I still don't believe that mine was caused by stress but it certainly caused massive stress! I have never suffered from depression or anything even remotely approaching suicidal thoughts but after two weeks of screaming tinnitus and no sleep (due to the fact that lying down seemed to actually be causing it) I had effectively worked out how to kill myself.
A friend rescued me - she picked me up and drove me to her place in France where I spent almost the next two months. I panicked, I hated being alone (I have always loved being alone!) and I refused all drugs. I hate the effect drugs have on me - the fuzziness in my head. I couldn't stand the prospect of not being able to think clearly as well as having the screaming noise. I basically just survived in a kind of daze, not caring about anything except the noise. Loud noises also hurt - the dog barked and I winced - the two year old jumped up and down on the floor and I ran away.
My right ear has a 'full' feeling and often hurts. The ENT chap says no infection, no fluid, no wax etc. but I have read that it's not always possible to detect middle ear fluid problems.
It would go away for a couple of days - just down to a tiny tinkling noise - but it would come back. I bought a barometer because I thought it may be linked to air pressure. I monitored what I ate and drank - nothing was affecting it. Lack of sleep was giving me a headache - tinnitus was also making my head ache.
Dozens of ear plugs, a pair of ear defenders to completely block noise, noise cancelling headphones etc. later, I am now back from France and I am managing the T. Jastreboff teaches ENT Consultants that tinnitus is caused by silence. This made sense to me. I had moved into a house with immensely thick granite walls and total silence. I had moved from a house next to a busy road (which never bothered me). It took 3 weeks of sleeping in silence for the tinnitus to emerge.
The theory is that if you block outside noises this will make sensitivity to noise worse. If you mask the T you're not going to get rid of it. So my ear plugs and ear defenders weren't aiding a full recovery.
Basically you play nature sounds (I play water mp3s as I find them the least annoying - one at each end of the room) 24 hours a day but not loudly enough to mask the T. The brain needs to hear the T to be able to teach itself that it is a 'safe sound' and not be bothered by it - eventually not hearing it as it's not necessary to hear it.

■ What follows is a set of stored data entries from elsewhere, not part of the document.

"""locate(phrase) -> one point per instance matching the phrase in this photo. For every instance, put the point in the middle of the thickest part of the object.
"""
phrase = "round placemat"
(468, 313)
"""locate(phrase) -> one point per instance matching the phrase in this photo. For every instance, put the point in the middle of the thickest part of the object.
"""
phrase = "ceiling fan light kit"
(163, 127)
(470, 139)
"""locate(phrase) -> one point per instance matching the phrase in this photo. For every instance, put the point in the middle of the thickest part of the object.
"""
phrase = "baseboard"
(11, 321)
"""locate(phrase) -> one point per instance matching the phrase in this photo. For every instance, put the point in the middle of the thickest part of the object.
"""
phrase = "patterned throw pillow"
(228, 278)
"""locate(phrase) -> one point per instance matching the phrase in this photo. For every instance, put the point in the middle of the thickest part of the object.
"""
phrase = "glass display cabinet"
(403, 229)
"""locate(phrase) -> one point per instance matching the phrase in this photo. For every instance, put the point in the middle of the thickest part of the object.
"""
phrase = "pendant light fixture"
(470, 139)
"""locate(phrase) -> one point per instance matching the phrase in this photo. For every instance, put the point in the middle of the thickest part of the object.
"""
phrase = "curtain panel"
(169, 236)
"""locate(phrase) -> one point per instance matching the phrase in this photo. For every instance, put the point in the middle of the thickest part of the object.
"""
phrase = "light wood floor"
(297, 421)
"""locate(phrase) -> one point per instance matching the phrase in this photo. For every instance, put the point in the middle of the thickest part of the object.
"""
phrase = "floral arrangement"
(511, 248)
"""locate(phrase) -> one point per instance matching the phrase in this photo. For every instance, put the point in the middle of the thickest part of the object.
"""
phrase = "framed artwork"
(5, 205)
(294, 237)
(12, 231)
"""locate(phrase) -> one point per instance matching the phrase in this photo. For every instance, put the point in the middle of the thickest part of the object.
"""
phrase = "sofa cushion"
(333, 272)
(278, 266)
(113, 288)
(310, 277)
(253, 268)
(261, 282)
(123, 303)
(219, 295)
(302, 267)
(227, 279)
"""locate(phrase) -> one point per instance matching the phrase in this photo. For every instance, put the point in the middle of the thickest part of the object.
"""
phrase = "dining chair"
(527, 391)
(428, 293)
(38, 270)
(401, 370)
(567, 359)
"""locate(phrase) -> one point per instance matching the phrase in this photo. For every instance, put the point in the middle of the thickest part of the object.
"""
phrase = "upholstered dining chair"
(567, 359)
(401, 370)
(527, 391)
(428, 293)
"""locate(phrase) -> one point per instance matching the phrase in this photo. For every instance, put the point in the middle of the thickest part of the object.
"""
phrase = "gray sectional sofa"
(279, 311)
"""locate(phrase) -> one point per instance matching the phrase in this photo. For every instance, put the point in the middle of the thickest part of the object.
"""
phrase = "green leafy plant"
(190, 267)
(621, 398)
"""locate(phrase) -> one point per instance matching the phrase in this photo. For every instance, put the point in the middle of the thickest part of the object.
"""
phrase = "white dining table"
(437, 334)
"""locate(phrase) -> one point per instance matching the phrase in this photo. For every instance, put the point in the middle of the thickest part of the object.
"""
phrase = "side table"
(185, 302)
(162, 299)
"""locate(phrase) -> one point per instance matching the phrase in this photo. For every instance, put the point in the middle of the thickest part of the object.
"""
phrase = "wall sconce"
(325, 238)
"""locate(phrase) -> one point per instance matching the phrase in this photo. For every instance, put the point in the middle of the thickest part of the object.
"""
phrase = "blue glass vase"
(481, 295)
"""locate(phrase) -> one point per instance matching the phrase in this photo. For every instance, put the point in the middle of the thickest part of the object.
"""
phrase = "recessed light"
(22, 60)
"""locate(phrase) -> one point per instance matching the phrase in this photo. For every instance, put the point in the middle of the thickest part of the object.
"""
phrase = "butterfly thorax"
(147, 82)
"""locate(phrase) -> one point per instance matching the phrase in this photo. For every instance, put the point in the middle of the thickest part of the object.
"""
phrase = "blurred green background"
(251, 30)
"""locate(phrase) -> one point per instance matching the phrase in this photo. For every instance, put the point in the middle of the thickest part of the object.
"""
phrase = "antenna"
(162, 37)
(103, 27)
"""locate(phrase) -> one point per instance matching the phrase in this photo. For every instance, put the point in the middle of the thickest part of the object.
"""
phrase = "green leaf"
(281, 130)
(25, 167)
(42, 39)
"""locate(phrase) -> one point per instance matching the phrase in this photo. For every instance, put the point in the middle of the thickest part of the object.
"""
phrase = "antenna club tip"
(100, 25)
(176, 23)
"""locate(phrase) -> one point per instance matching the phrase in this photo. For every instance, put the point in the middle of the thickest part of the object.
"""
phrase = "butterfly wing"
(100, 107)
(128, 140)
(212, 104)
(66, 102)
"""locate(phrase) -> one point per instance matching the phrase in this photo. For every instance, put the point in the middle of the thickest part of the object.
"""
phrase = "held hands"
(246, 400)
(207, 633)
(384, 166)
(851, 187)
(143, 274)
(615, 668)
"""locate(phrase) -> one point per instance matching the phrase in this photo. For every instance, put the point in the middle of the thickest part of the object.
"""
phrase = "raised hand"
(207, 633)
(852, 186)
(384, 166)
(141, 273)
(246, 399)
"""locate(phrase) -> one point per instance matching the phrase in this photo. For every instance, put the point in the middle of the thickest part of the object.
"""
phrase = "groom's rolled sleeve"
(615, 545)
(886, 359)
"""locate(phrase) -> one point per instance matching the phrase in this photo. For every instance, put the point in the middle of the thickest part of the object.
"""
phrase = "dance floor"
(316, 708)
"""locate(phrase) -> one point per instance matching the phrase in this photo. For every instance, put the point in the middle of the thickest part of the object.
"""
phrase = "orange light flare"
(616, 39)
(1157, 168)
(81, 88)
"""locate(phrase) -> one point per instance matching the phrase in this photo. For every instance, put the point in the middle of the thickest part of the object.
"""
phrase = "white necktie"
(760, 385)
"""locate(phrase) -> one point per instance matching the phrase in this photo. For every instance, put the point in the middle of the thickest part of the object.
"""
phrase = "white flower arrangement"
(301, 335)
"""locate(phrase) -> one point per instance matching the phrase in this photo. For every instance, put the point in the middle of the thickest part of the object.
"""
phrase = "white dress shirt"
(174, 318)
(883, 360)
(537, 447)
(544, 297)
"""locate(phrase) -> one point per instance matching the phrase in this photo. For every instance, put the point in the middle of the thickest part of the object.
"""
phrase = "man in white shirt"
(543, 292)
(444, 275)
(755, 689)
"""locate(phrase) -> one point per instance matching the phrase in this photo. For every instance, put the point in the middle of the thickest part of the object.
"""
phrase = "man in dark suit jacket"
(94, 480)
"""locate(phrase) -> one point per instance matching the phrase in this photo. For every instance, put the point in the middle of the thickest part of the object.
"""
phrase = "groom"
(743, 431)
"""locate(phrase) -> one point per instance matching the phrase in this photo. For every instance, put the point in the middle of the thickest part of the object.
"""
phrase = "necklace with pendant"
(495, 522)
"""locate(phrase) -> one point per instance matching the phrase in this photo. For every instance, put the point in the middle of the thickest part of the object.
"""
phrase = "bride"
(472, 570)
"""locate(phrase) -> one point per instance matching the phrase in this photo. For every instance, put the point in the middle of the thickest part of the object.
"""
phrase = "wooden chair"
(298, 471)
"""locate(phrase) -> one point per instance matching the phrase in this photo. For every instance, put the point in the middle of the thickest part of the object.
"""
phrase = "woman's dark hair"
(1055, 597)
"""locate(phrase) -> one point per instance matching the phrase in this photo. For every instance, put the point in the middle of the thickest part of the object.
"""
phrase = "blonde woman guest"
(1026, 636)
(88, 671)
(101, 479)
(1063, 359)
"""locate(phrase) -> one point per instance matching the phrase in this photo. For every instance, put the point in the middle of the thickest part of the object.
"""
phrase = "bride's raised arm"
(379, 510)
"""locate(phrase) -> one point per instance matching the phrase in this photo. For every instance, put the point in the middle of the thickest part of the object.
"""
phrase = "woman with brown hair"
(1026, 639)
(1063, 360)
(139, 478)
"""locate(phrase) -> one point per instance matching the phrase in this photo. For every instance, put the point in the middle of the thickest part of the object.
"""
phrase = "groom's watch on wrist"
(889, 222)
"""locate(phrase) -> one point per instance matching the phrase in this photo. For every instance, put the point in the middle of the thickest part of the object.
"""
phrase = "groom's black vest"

It's working for me. It's nearly 4 months and it's nearly gone. I walk away from the mp3 sounds and I can hardly hear the T. I actually sleep. I can work (I'm a computer programmer and I was beginning to think that I'd never be able to program anything again). I can almost relax.. not quite but almost. I do have moments (a few minutes.. no more) when I forget about the T because it's not there. When it's there I can't forget about it. I remember reading on forums about how if you don't 'react' to it then it will stop bothering you. I remember thinking that I don't want to 'not react' - instead I want it gone. I still think that way and I do believe that it will go completely now.
Having said all this, the T is still most prevalent when I lie down or when I get up from lying down. I dread first thing in the mornings because I never know what it will be like. But I think that what is now bothering me is the fear of it getting worse, coming back as it used to be, rather than the T that I am actually experiencing.
Really hope that yours has stayed at 10% or reduced even more.